[英]how to print a string showing the number of times each character is repeated in a string?
Given a string S, how to print a string containing number of times the character is repeated?给定一个字符串 S,如何打印一个包含该字符重复次数的字符串?
for example: input: aaabbbbccaa例如:输入:aaabbbbccaa
output: a3b4c2a2 output:a3b4c2a2
my approach:我的方法:
s = input()
len_string = ''
cur_char = s[0]
cur_counter = 0
for i in range(len(s)):
if s[i] == cur_char:
cur_counter += 1
if s[i] != cur_char or i == len(s) - 1:
len_string += cur_char + str(cur_counter)
cur_char = s[i]
cur_counter = 1
print(len_string)
Because you have shared your code, here is one concise way using groupby
:因为您已经共享了代码,所以这是使用
groupby
的一种简洁方法:
from itertools import groupby
s = 'aaabbbbccaa'
print(''.join([k + str(len(list(g))) for k, g in groupby(s)]))
# a3b4c2a2
I would use collections.Counter
https://docs.python.org/2/library/collections.html#counter-objects我会使用
collections.Counter
https://docs.python.org/2/library/collections.html#counter-objects
Init signature: collections.Counter(*args, **kwds)
Docstring:
Dict subclass for counting hashable items. Sometimes called a bag
or multiset.
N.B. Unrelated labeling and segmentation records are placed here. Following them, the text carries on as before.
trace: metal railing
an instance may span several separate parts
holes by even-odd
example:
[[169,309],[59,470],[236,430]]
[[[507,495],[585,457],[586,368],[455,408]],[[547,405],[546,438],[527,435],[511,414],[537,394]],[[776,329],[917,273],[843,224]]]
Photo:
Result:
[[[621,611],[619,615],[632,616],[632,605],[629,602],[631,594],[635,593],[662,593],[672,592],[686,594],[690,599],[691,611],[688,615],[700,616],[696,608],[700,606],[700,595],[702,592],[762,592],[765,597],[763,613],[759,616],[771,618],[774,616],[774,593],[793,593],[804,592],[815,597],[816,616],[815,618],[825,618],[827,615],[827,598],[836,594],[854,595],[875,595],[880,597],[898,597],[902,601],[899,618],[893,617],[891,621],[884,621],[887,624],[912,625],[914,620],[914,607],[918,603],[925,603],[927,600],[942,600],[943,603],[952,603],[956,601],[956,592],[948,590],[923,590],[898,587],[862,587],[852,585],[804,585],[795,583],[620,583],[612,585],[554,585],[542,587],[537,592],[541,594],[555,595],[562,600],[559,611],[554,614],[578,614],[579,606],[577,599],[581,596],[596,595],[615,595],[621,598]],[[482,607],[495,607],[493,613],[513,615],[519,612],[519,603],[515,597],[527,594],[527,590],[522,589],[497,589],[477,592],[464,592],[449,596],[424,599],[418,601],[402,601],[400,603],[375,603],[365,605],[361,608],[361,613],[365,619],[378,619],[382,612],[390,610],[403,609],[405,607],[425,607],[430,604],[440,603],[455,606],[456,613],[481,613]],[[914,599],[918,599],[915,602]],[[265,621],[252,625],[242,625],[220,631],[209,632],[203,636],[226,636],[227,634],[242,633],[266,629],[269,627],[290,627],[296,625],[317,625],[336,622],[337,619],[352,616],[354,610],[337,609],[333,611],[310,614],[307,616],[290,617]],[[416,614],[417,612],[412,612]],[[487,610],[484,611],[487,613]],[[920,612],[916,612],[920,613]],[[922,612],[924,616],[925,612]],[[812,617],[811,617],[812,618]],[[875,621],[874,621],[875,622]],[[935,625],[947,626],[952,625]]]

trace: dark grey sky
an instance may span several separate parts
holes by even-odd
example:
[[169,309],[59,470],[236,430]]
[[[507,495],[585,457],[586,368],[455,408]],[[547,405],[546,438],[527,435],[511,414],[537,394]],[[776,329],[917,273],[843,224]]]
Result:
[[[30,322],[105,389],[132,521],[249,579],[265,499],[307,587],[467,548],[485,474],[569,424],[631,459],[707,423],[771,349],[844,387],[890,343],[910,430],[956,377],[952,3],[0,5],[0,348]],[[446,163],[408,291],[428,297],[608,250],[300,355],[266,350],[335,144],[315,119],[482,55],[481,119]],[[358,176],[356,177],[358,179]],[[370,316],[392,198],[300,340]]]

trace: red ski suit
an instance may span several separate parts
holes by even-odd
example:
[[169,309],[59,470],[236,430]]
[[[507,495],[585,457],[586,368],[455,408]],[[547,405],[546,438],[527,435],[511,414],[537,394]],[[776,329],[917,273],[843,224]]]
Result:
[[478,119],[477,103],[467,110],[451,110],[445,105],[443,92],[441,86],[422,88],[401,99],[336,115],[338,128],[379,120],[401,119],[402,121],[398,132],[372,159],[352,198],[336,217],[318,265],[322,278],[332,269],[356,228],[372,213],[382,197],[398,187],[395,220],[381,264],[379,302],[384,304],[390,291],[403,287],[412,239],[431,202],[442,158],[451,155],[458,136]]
Elements are stored as dictionary keys and their counts
are stored as dictionary values.
>>> c = Counter('abcdeabcdabcaba') # count elements from a string
>>> c.most_common(3) # three most common elements
[('a', 5), ('b', 4), ('c', 3)]
>>> sorted(c) # list all unique elements
['a', 'b', 'c', 'd', 'e']
>>> ''.join(sorted(c.elements())) # list elements with repetitions
'aaaaabbbbcccdde'
>>> sum(c.values()) # total of all counts
15
>>> c['a'] # count of letter 'a'
5
>>> for elem in 'shazam': # update counts from an iterable
... c[elem] += 1 # by adding 1 to each element's count
>>> c['a'] # now there are seven 'a'
7
>>> del c['b'] # remove all 'b'
>>> c['b'] # now there are zero 'b'
0
>>> d = Counter('simsalabim') # make another counter
>>> c.update(d) # add in the second counter
>>> c['a'] # now there are nine 'a'
9
>>> c.clear() # empty the counter
>>> c
Counter()
Note: If a count is set to zero or reduced to zero, it will remain
in the counter until the entry is deleted or the counter is cleared:
>>> c = Counter('aaabbc')
>>> c['b'] -= 2 # reduce the count of 'b' by two
>>> c.most_common() # 'b' is still in, but its count is zero
[('a', 3), ('c', 1), ('b', 0)]
I think there is a way to do this much more easy:我认为有一种方法可以更轻松地做到这一点:
x='aaabbbbccaa'
noreplist = list(dict.fromkeys(x))
countstring=''
for i in noreplist:
z=z+i+str(x.count(i))
print(countstring)
First, you have x that is your string.首先,你有 x 那是你的字符串。 Then you make a list with every char from that string, but without repeating any char.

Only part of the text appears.